# Stop my dog breaking into our room at night and jumping on the bed!



## sunflowerem (Jan 19, 2009)

Hi,
We have our dog about 18months (he is 3.5) now and he's very well behaved until recently. In his defense we did start to let him on the bed at weekends etc but now this has turned into every night. 
He will jump - open the door and jump on the bed. When we move him out and close the door he will just do this again. We have started putting things like laundry baskets etc in front of the door so he cant open it but then he whines outside the door... this is only a quite recent thing and i'm not sure if we are tackling it in the right way - any advice would be great - thanks a million.


----------



## myminpins (Dec 20, 2008)

Crate him at night.


----------



## sunflowerem (Jan 19, 2009)

Hi, to be honest i'm not too sure about crating. 
I know we have tried to confine him before but he freaks out and this led to him actually injuring himself trying to get out of his run so i'm reluctant to do this again.


----------



## rosemaryninja (Sep 28, 2007)

Instead of a crate, what about confining him to an X-pen or a smaller dog-proofed room at night?


----------



## Acadia (Aug 6, 2008)

I agree with the idea of confining him in an enclosed room, like the kitchen or the washer room or someplace like that.


----------



## jesirose (Mar 27, 2008)

Dogs don't know our days of the week. Letting him on the bed on the weekends then trying to keep him off the other days is WAY too confusing for a dog. You're changing the rules without telling him.
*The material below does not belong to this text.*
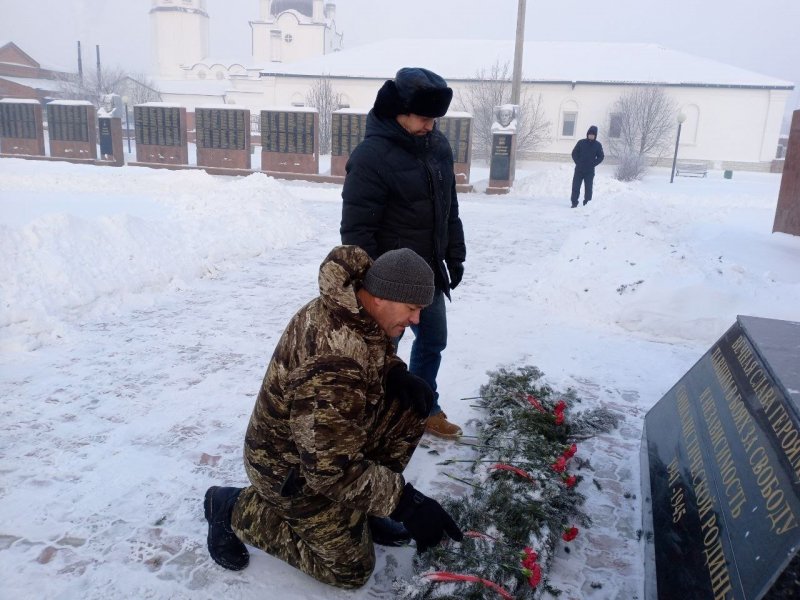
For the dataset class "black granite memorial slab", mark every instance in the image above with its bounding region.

You can let him sleep with you but only after you've taught him a command to get off and stay off! Teach him to enjoy sleeping in his bed next to yours first, then you can teach him a command to get on the bed. However if you keep changing it up it will confuse him. 

He's not misbehaving, he thinks the rules allow him to get on the bed since for a while he was allowed, see?


----------



## WalkerDog (Jan 19, 2009)

Is he able to open the door when it's fully shut, or does it just not fully shut?

Crate training should be done slowly so the dog DOESN'T freak out. Don't just shove him in there and shut the door for the night. A large room might be better for confinement.

If he's able to open doorknobs, try those child-proof things you attach to the knobs so you have to squeeze them to open them. 

If the door is just loose enough to be shoved open, find a way to keep it shut!

And be consistent with what you allow! Unless you want to take the time teaching specific commands ("up" and "off"), don't ever allow your dog on your bed if you want this to stop.


----------



## sunflowerem (Jan 19, 2009)

Hi all, thanks for the tips. I actually used the tinfoil trick I read on another post (I put tinfoil in front of the door and on the handle) and last night he never came near the door. Fingers crossed it keeps working

We have decided now that he is just not allowed into the bedroom at anytime as we were being unfair allowing him in sometimes and not others.


----------